Sesudah itu dalam sebuah video yang juga sempat viral, menunjukkan serta menarasikan bahwa usai kejadian itu lawakan Ade tak digubris oleh Malih. Dari sinilah akhirnya mimpi buruk Ade terjadi. Berbagai akun media sosial yang katanya mengambil jalan pada barisan “jurnalisme warga” meramu berbagai kejadian itu dan memberikannya bingka. Bingkai yang membuat nama Ade seirama dengan hal negatif.

Mulai dari sematan “pelawak sombong”, “tak sopan dengan senior”, dan bingkai lainnya yang iramanya “menegatifkan” citra Ade. Bahkan ada salah satu akun yang tak sengaja saya lihat membingkai obrolan Malih dengan Youtuber Deddy Corbuzier. Yang mana percakapan Deddy dengan Malih saat itu sebenarnya tengah membicarakan pelawak yang “menggunakan” penghinaan fisik sebagai bahan leluconnya.

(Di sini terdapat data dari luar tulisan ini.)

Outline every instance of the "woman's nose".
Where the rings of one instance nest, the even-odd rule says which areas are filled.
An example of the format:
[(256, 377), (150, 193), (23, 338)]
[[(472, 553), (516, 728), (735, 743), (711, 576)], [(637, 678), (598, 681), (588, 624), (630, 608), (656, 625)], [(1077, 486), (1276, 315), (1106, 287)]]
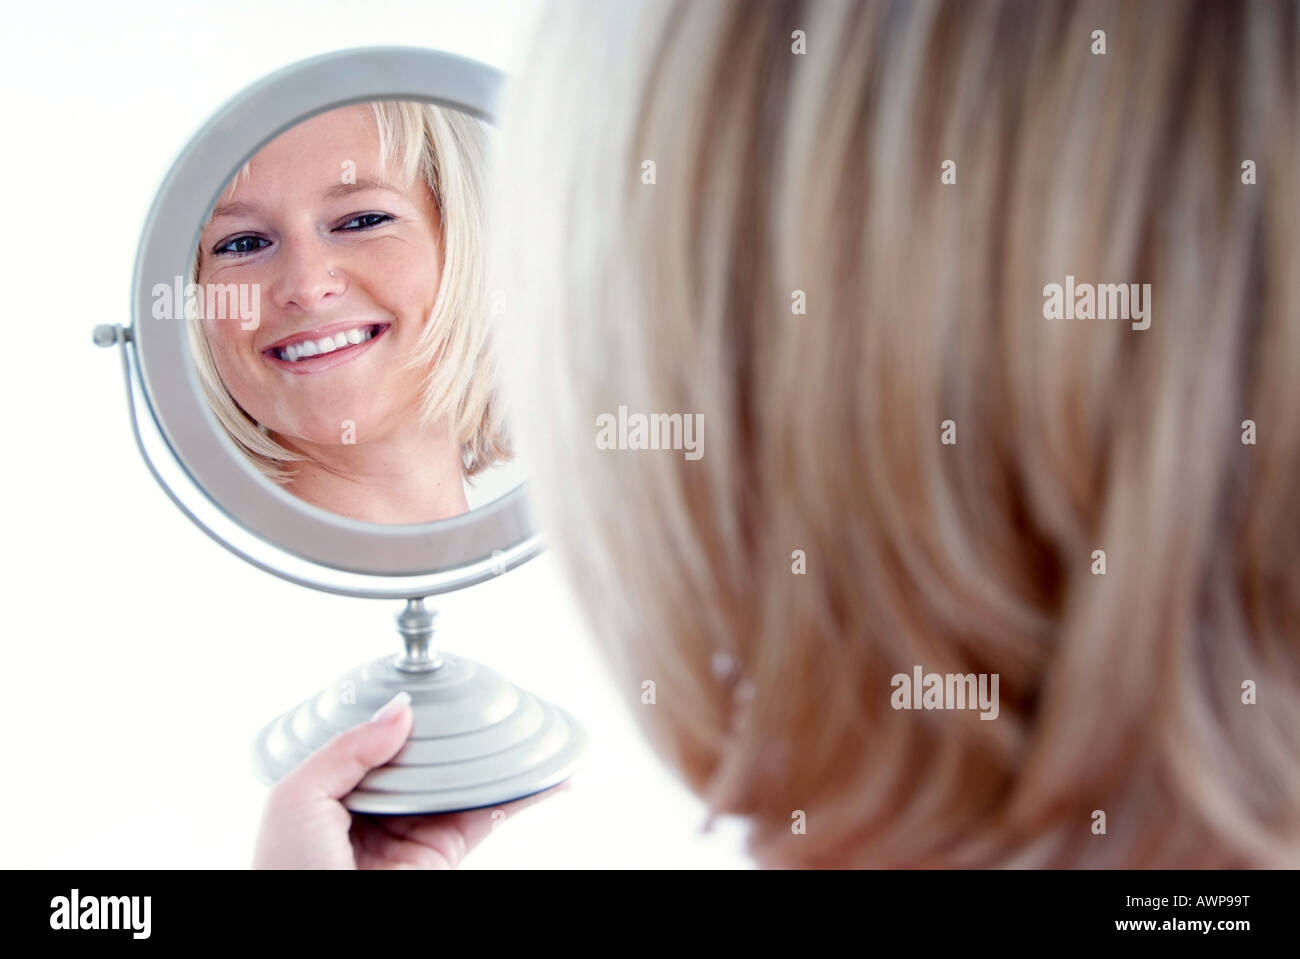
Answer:
[(314, 240), (282, 243), (284, 249), (271, 267), (271, 296), (277, 307), (312, 313), (343, 292), (343, 270), (333, 262), (332, 250)]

Tapi memang Deddy selaku pembuat konten lagi-lagi telah membuat kerangka di mana setiap orang yang menontonnya akan langsung menyimpulkan bahwa apa yang dikatakan Malih tertuju pada Ade. Padahal pertanyaan-pertanyaan yang diajukan tak menunjukkan sikap Ade.

Misalnya saat membicarakan pelawak yang menjelek-jelekan fisik, sepanjang pengetahuan saya Ade tidak demikian (koreksi saya jika saya salah). Justru yang jadi persoalan di khalayak adalah sikap dia saat menarik sofa mini yang hendak diduduki Malih. Padahal “konteksnya” mereka dalam sebuah acara. Artinya keduanya “on duty” di mana bagi saya adalah hal yang wajar apa yang dilakukan Ade terhadap Malih. Mengingat keduanya memang tengah tampil guna menghibur penonton. Terlebih lagi, aksi yang dilakukan Ade menurut “saya” sering ditampilkan dalam TV. Ayo kita jujur, menurut Anda “wajar” tidak?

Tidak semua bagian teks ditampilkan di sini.